数据集:

castorini/mr-tydi

计算机处理:

multilingual

许可:

apache-2.0
中文

Dataset Summary

Mr. TyDi is a multi-lingual benchmark dataset built on TyDi, covering eleven typologically diverse languages. It is designed for monolingual retrieval, specifically to evaluate ranking with learned dense representations.

This dataset stores the queries, judgements, and example training data of Mr. TyDi. To access the corpus, please refer to castorini/mr-tydi-corpus .

Dataset Structure

The only configuration here is the language , For each language, there are three splits: train , dev , and test . The negative examples from training set are sampled from the top-30 BM25 runfiles on each language. Specifically, we combine the training data for all languages under the combined configuration.

An example of train set looks as follows:

{
  'query_id': '1', 
  'query': 'When was quantum field theory developed?', 
  'positive_passages': [
    {
      'docid': '25267#12', 
      'title': 'Quantum field theory', 
      'text': 'Quantum field theory naturally began with the study of electromagnetic interactions, as the electromagnetic field was the only known classical field as of the 1920s.'
    },
    ...
    ]
  'negative_passages': [
    {
      'docid': '346489#8', 
      'title': 'Local quantum field theory', 
      'text': 'More recently, the approach has been further implemented to include an algebraic version of quantum field ...'
    },
    ...
  ],
}

An example of dev and test set looks as follows. We only provide the docid of positive passages here to save the space. Also no candidate passages are provided at this point. Note that to perform the retrieval, it need to be used together with castorini/mr-tydi-corpus

{
  'query_id': '0', 
  'query': 'Is Creole a pidgin of French?', 
  'positive_passages': [
    {
      'docid': '3716905#1',
      'title': '', 
      'text': ''
    },
    ...
   ]
}

Load Dataset

An example to load the dataset:

language = 'english'

# to load all train, dev and test sets
dataset = load_dataset('castorini/mr-tydi', language)
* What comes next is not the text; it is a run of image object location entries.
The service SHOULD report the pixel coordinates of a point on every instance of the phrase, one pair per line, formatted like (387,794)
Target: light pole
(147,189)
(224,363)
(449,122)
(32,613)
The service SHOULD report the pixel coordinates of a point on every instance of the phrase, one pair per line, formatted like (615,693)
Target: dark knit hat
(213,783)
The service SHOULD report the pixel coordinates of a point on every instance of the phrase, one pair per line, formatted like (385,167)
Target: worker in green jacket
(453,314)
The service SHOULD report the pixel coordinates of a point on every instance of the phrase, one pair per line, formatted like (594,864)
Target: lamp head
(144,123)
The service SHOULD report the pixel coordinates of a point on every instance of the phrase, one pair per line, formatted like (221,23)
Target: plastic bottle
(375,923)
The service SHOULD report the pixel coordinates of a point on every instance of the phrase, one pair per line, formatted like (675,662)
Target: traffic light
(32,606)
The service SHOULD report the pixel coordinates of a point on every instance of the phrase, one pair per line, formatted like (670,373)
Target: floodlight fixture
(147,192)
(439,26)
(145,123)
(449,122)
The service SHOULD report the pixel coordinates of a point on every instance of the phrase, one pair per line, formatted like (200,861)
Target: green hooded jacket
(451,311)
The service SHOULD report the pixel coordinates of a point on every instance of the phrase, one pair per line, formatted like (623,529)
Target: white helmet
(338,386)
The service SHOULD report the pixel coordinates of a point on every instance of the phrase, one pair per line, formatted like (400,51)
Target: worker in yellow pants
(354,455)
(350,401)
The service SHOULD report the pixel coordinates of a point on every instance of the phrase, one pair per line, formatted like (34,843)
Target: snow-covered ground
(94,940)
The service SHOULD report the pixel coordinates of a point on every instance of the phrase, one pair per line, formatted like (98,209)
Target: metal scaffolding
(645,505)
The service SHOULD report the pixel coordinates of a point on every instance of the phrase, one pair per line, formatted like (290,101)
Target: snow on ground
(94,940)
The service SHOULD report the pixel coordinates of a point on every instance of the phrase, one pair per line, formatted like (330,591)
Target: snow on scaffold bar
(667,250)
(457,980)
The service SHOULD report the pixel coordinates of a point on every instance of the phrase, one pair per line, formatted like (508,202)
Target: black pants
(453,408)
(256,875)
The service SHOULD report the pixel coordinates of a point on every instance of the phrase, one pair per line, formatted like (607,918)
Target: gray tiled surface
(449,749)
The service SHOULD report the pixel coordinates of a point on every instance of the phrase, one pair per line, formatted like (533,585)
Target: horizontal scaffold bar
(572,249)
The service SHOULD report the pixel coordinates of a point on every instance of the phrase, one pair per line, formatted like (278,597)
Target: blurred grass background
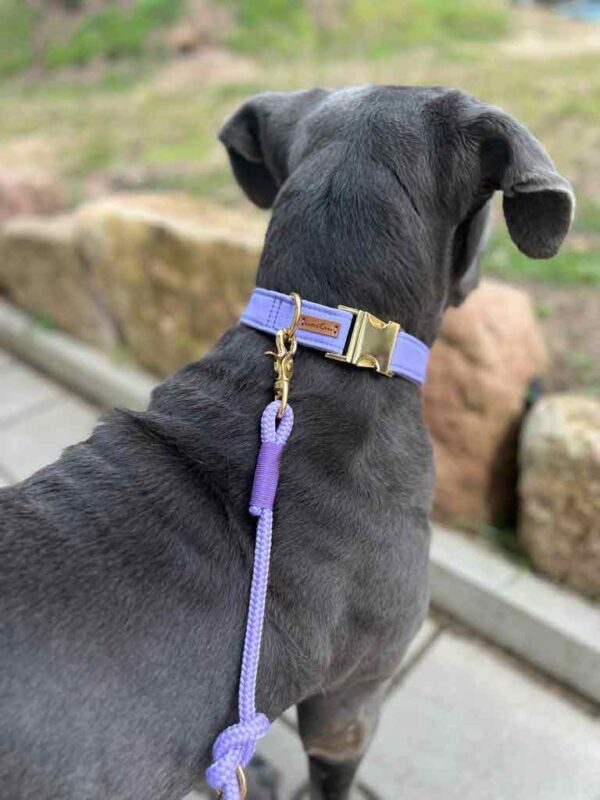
(130,93)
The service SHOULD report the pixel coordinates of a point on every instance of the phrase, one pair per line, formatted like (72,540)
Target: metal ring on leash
(242,781)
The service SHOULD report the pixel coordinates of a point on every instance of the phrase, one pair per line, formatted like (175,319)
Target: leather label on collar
(325,327)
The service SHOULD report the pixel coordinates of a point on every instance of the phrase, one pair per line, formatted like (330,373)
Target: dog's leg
(336,729)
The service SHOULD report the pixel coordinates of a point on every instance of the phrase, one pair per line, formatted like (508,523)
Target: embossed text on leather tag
(316,325)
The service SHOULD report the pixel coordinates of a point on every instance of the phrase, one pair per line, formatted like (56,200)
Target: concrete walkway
(465,721)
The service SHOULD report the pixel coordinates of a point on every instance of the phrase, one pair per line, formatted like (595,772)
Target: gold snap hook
(243,784)
(291,331)
(286,343)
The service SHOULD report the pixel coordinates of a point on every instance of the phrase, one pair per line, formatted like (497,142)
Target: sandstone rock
(559,489)
(22,194)
(488,352)
(42,271)
(175,272)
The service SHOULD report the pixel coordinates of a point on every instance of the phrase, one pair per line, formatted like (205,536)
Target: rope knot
(234,747)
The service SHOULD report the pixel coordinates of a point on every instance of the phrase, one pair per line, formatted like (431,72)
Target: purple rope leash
(235,746)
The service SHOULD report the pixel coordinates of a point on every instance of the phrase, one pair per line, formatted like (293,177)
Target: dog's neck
(362,250)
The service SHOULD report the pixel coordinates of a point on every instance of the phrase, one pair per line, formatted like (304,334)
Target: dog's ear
(258,138)
(538,203)
(469,243)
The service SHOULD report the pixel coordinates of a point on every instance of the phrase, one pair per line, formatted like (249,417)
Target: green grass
(17,25)
(113,32)
(361,27)
(503,260)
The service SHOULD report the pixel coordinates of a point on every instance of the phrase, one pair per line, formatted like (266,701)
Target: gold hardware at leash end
(286,347)
(242,781)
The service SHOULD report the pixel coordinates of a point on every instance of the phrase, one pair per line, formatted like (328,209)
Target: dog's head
(391,186)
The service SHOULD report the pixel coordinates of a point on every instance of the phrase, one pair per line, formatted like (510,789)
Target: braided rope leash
(235,746)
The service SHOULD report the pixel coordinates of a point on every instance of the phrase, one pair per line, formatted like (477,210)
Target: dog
(126,564)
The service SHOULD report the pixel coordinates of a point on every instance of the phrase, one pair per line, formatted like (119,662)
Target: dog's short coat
(126,564)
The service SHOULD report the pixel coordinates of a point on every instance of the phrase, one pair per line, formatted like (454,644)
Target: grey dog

# or to load a specific set:
set_name = 'train'
dataset = load_dataset('castorini/mr-tydi', language, set_name)

Note that the 'combined' option has only the 'train' set.

Citation Information

@article{mrtydi,
      title={{Mr. TyDi}: A Multi-lingual Benchmark for Dense Retrieval}, 
      author={Xinyu Zhang and Xueguang Ma and Peng Shi and Jimmy Lin},
      year={2021},
      journal={arXiv:2108.08787},
}